## From Data Lake to Data Warehouse

### What the Notebook Does

- **Data Loading and Parsing:**  
  The notebook reads HTML files containing newspaper articles along with their corresponding metadata from a CSV file. It then uses BeautifulSoup to parse the HTML and extract only the relevant content needed for further analysis.

- **Data Processing and Preparation:**  
  The extracted content is processed to isolate the contexts in which the term "klima" appears. This includes capturing the surrounding text to better understand the usage and meaning of the word in each article.

- **Data Storage:**  
  The processed data is structured and stored in a SQLite database with two tables. This ensures that the data is organized, easily accessible, and ready for further analysis. It will also export the data as csv for an easy import to other programms.

### Data Format

- **Table: newspaper**  
  Stores metadata about each newspaper's main page, including the publication details corresponding to a single day.  
  Each entry represents the main page of a newspaper for one day, as the dataset is derived from crawling the main page rather than individual articles. 
  **Columns:**  
  - `newspaper_id`  
  - `newspaper_name`  
  - `data_published`  
  - `klima_mentions_count`

- **Table: context**  
  Contains detailed text snippets surrounding the target word "klima". The id refers to a newspaper (main page) from one specific day. 
  **Columns:**  
  - `newspaper_id`  
  - `pre_context`  
  - `post_context`  
  - `prefix`  
  - `suffix`

### Why This Approach

- **Focused Analysis:**  
  By isolating the contexts where "klima" is mentioned, the notebook prepares data specifically tailored to analyze the evolution of the term's usage over time.

- **Data Organization:**  
  Storing data in a structured SQLite database facilitates efficient querying and analysis, ensuring that subsequent analytical processes can be performed seamlessly.

- **Reproducibility and Scalability:**  
  This clear separation of tasks—from data extraction to storage—supports a reproducible workflow that can easily be extended or modified for future analytical targets.

For additional details and background, please refer to the README file.


In [None]:
import os
import sys
import glob
import csv
sys.path.append(os.path.abspath("pylib"))

import pandas as pd
from handle_sqlite import read_table_as_dataframe
from handle_data_processing import batch_process_newspapers

### Load all the newspapers
Here we will load the csv files that contain details for the newspaper like path, date and status code.
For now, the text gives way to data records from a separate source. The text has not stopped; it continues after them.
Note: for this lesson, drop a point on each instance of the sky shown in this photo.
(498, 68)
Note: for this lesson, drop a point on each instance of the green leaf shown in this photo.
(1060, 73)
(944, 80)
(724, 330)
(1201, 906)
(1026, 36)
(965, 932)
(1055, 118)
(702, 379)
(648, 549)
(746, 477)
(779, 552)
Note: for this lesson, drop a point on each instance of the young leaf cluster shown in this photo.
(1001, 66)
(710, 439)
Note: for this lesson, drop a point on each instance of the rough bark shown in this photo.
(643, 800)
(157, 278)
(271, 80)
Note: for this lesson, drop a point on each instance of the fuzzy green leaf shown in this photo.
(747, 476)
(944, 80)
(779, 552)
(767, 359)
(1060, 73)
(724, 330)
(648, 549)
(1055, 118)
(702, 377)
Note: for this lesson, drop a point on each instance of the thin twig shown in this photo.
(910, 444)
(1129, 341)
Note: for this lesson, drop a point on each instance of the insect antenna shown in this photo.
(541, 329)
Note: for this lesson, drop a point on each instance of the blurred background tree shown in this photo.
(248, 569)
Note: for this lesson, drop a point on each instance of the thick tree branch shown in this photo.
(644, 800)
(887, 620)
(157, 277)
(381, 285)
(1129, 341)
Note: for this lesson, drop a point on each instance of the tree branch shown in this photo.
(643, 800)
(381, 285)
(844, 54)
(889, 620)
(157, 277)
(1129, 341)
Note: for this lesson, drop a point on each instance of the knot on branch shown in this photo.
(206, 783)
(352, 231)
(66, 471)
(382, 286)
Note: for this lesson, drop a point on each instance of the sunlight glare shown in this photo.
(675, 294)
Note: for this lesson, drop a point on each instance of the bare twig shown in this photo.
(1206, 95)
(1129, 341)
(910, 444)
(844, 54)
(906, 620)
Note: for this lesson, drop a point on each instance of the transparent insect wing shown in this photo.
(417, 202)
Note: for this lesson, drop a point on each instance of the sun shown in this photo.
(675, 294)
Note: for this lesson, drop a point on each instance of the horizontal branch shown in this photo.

For every day there is one such file.

In [20]:
# Use glob to list all CSV files in the specified directory with date format in their names
csv_files = glob.glob('data_input/data-lake/*-*.csv')

# We sort here, so later we can see from startdate how the progress is till enddate
# we sort by the filename which contains the date, ignoring the directory path to make the sort efficient
csv_files.sort(key=lambda f: f.split('/')[-1])

print(f'Count of total days: {len(csv_files)}')

Count of total days: 1401


Now we will read the csv files one by one to get the html file paths, only including the one with status 200 (ok)

In [None]:
# Initialize an empty DataFrame to store newspaper data
newspapers = []

# Process each CSV file
for csv_file in csv_files:
    # Load CSV
    with open(csv_file, mode='r', encoding='utf-8') as file:
        reader = csv.DictReader(file)
        
        for row in reader:
            if row['status'] == '200':
                newspapers.append({
                    'name': row['name'],
                    'date': row['date'],
                    'file_name': row['file_name'],
                    'encoding': row['encoding']
                })
    

In [None]:
for newspaper in newspapers:
    print(newspaper)
    break

In [None]:
batch_process_newspapers(newspapers, batch_size=512, num_workers=12, db_path="data_output/dwh_data.db", input_path_prefix="data_input")

### check the saved data

In [None]:

meta_data = read_table_as_dataframe("newspapers", "data_output/dwh_data.db")
meta_data.head()

In [None]:
context_data = read_table_as_dataframe("context", "data_output/dwh_data.db")
context_data.head()

### export as csv

In [None]:
import datetime
today = datetime.datetime.now().strftime("%Y-%m-%d")

In [None]:
meta_data.to_csv("dwh_meta_{today}.csv", index=False)

In [None]:
context_data.to_csv("dwh_context_{today}.csv", index=False)

In [None]:
meta_data.newspaper_name.nunique()

In [None]:
meta_data.data_published.nunique()